Doch in der Zwischenzeit haben sich einige Firmen darauf spezialisiert, dieses Gesetz zu umgehen und den Verbraucher neuerlich aufs Kreuz zu legen. Die schlimmsten Fälle schildert der Berliner Verbraucherschutzverband e.V. in seinem neuesten Tätigkeitsbericht.

So haben sich beispielsweise die Hausjuristen der Firma Wahl in Schwalm einen ganz miesen Trick ausgedacht. Dieser westfälische Bettdeckenfabrikant macht einen Teil seiner Umsätze auf Kaffeefahrten. Das sind gesellige Unternehmungen per Omnibus, die meist ein „kostenloses“ Getränk, kleine Vorführungen, manchmal sogar eine Party enthalten. Am Ende dieser Ausflüge werden Rheumadecken mit Wunderwirkung und 48teilige Kochgarnituren verhökert. Weil aber das Widerrufgesetz ganz explizit auch für diese Geschäfte gilt, verlegt nun der Wolldeckenhersteller Wahl seine Kaffeefahrten ins Ausland. Über spanische Strohfirmen werden deutsche Urlauber aufgespürt und auf den Ausflügen zur Unterschrift gebracht. Die Verkaufsformulare enthalten eine Klausel, deren Bedeutung leicht übersehen wird: „Für diesen Vertrag gilt spanisches Recht.“ Wer sich zu Hause wundert, daß er sich in flimmernder Urlaubshitze eine Schafwolldecke hat andrehen lassen, kann nicht mehr zurück.

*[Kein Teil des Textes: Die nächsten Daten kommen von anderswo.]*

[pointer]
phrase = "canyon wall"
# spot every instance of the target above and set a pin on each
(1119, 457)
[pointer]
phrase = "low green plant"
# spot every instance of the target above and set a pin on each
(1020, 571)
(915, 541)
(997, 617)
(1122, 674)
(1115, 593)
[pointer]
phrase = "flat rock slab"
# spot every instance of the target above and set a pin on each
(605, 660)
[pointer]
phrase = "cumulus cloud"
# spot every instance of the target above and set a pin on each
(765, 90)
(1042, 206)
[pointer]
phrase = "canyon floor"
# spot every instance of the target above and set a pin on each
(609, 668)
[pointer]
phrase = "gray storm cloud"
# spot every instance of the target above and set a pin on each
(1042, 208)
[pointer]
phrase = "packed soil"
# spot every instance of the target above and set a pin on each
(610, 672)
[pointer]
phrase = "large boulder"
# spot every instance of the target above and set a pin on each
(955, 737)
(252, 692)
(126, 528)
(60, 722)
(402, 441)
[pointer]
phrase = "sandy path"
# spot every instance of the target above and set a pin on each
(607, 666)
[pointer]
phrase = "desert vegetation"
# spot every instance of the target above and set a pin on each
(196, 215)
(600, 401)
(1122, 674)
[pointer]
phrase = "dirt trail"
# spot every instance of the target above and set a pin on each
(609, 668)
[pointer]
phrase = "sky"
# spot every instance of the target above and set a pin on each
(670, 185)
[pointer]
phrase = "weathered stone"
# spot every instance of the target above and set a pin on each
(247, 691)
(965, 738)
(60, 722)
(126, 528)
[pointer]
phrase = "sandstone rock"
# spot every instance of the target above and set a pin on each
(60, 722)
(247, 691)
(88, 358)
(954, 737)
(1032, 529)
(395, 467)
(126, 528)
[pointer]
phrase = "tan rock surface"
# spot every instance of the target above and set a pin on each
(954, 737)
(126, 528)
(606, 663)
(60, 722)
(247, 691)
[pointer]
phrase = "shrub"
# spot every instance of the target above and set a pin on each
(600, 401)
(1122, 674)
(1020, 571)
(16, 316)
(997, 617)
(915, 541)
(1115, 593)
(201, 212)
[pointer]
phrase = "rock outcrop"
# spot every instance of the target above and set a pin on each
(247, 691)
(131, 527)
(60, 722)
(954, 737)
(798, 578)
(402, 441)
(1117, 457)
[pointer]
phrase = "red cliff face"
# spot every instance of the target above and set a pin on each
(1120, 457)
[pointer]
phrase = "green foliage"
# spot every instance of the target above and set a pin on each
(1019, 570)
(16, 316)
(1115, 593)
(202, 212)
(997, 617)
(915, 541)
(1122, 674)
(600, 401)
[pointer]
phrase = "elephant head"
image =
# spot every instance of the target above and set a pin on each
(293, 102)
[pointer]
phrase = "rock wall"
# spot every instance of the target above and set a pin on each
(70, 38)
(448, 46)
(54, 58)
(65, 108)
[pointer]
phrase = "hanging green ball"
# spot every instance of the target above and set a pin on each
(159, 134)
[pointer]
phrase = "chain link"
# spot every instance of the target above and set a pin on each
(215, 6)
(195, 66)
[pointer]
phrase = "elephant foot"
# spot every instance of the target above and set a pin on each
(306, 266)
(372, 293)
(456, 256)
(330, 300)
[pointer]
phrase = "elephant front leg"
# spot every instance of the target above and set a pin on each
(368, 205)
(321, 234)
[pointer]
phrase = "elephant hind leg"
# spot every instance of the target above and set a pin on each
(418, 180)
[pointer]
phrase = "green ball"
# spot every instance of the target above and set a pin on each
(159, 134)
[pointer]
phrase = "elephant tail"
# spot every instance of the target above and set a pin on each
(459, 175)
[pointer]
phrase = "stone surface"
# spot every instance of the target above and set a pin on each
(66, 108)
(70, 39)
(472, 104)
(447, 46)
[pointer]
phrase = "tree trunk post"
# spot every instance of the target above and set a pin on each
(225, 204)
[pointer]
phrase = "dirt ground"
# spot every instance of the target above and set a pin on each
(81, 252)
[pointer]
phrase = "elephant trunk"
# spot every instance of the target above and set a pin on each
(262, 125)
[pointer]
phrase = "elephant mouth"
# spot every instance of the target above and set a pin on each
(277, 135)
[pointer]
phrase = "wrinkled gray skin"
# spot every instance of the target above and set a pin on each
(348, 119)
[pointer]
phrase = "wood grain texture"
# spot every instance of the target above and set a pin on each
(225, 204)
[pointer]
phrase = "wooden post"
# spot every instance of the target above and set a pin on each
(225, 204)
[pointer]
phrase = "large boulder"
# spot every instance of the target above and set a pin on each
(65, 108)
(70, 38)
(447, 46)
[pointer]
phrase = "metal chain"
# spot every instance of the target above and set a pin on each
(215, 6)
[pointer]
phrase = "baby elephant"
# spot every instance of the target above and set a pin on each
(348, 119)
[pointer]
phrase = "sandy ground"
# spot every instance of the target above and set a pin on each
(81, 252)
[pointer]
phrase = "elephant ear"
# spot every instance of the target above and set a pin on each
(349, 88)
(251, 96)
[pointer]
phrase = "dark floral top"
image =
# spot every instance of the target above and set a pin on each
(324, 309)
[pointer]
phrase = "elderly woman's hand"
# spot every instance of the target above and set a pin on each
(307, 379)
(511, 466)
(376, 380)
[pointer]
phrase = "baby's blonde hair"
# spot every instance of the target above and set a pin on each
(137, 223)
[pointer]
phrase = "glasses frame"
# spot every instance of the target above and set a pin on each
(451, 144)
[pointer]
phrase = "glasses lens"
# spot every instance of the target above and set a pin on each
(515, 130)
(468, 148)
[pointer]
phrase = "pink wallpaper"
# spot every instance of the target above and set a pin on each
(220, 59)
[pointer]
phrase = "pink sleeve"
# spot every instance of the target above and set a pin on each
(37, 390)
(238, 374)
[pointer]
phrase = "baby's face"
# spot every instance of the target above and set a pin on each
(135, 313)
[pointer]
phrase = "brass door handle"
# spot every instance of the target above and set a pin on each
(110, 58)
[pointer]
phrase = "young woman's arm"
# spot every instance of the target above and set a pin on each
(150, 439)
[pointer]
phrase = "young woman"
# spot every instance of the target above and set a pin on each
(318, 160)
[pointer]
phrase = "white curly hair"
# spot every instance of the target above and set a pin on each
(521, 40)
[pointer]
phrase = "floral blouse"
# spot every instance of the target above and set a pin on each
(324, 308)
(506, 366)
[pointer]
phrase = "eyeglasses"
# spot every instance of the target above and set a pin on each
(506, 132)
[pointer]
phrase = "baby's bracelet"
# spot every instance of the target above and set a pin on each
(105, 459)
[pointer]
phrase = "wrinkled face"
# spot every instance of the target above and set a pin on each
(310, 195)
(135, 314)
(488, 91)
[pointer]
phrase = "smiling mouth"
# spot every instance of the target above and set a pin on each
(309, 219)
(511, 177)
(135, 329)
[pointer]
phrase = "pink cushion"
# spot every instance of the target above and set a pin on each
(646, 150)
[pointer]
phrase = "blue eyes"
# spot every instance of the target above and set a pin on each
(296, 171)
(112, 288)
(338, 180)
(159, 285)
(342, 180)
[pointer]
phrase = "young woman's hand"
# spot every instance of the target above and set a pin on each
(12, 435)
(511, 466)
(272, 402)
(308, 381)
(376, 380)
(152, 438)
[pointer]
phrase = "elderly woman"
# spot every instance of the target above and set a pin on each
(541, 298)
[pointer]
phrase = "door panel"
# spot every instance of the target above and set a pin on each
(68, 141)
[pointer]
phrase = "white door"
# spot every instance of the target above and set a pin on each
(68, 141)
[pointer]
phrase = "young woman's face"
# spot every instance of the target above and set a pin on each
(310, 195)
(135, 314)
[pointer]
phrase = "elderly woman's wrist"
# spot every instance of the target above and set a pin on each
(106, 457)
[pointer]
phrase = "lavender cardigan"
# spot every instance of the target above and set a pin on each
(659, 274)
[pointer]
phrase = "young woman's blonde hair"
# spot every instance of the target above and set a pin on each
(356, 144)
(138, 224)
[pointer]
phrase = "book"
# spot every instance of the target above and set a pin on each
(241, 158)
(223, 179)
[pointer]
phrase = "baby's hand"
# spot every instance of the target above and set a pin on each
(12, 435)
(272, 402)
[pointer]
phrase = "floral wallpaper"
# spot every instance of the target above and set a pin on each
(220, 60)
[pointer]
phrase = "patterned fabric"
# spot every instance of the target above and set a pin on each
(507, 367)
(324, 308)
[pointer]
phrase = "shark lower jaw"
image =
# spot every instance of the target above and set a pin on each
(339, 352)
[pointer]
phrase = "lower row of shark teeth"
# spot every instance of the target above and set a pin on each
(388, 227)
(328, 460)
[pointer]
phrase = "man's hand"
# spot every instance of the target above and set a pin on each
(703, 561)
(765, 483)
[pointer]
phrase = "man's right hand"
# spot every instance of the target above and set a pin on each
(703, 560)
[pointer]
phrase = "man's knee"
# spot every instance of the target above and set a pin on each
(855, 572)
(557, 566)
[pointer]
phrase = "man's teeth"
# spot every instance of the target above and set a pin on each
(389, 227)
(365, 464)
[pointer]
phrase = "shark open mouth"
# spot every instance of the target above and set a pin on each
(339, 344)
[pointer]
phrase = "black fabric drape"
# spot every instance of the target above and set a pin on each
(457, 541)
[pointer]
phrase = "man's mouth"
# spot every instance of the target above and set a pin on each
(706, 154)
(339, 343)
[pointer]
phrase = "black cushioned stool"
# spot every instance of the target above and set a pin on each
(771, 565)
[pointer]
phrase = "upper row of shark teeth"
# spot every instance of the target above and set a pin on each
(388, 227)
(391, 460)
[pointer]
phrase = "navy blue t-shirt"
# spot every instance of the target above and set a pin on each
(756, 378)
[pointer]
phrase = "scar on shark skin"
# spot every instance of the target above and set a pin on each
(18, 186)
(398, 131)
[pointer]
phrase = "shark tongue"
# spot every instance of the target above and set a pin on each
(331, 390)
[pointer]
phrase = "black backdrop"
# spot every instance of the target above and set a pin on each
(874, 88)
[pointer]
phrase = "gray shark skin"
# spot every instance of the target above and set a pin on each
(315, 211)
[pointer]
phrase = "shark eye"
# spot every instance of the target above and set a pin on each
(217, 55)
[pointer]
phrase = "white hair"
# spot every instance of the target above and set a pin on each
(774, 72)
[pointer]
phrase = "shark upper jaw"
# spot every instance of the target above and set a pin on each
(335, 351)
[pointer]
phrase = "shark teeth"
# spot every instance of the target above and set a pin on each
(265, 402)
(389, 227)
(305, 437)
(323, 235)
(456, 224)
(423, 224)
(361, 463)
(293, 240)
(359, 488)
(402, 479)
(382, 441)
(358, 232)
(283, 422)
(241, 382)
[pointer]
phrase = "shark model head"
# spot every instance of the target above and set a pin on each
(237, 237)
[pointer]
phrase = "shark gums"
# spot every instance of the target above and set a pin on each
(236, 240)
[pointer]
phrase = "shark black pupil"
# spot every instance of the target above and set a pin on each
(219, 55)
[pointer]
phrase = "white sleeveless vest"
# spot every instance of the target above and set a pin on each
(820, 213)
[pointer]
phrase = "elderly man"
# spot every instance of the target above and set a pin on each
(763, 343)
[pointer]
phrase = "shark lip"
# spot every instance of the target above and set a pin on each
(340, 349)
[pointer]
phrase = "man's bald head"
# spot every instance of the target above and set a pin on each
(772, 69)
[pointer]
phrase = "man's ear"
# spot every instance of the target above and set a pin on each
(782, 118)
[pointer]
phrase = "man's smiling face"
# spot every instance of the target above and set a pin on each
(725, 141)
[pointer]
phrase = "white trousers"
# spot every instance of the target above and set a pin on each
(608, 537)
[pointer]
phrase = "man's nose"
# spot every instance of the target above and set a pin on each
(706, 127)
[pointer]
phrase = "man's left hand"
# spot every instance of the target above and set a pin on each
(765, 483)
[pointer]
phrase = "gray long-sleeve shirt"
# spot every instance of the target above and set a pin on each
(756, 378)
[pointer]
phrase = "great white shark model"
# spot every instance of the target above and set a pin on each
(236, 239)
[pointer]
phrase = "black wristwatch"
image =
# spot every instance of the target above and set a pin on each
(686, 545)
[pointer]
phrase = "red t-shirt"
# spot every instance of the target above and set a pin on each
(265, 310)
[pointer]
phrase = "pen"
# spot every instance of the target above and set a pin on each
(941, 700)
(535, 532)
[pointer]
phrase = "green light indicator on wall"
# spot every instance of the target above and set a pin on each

Der Verbraucherschutzverein (VSV) versucht gerade, die Firma Wahl per Gerichtsbeschluß zu stoppen.

Von einer anderen Form der Rechtsbeugung durch Direktverkäufer ist im jüngsten Tätigkeitsbericht des VSV die Rede: Es handelt sich um die Kachelofen- und Kaminhersteller Wilhelm Bottermann in Hamburg und die Hark GmbH in Duisburg. Fast jeder kennt die Werbung dieser Firmen, weil sie zusammen mit der Telefonrechnung verschickt wird. Der Trick, den nun die beiden Firmen anwenden, beruht auf einer Ausnahmeklausel im Haustürwiderrufgesetz: Wer nämlich einen Vertreter von sich aus ins Haus bestellt und somit von dem Besuch nicht überrascht wird, besitzt kein Recht zur Annulierung des Vertrags. Die beiden Ofenbauer haben ein patentes Vorgehen ausbaldowert: Fordert ein interessierter Konsument bei den Firmen Prospektmaterial an, so kommt statt dessen ein Anruf des Vertreters („Ich bin zufällig gerade in Ihrer Nähe.“) Dann läßt er sich zu einem Informationsgespräch einladen und schließt - wenn möglich einen Vertrag ab. Wenn sich nun der Käufer besinnt und sein Rücktrittsrecht zur Geltung bringen will, so behauptet die Firma, dies sei ein bestellter Vertreterbesuch gewesen, für den das Gesetz nicht gelte. Der Verbraucherschutzverein hat dagegen geklagt - diesmal mit Erfolg.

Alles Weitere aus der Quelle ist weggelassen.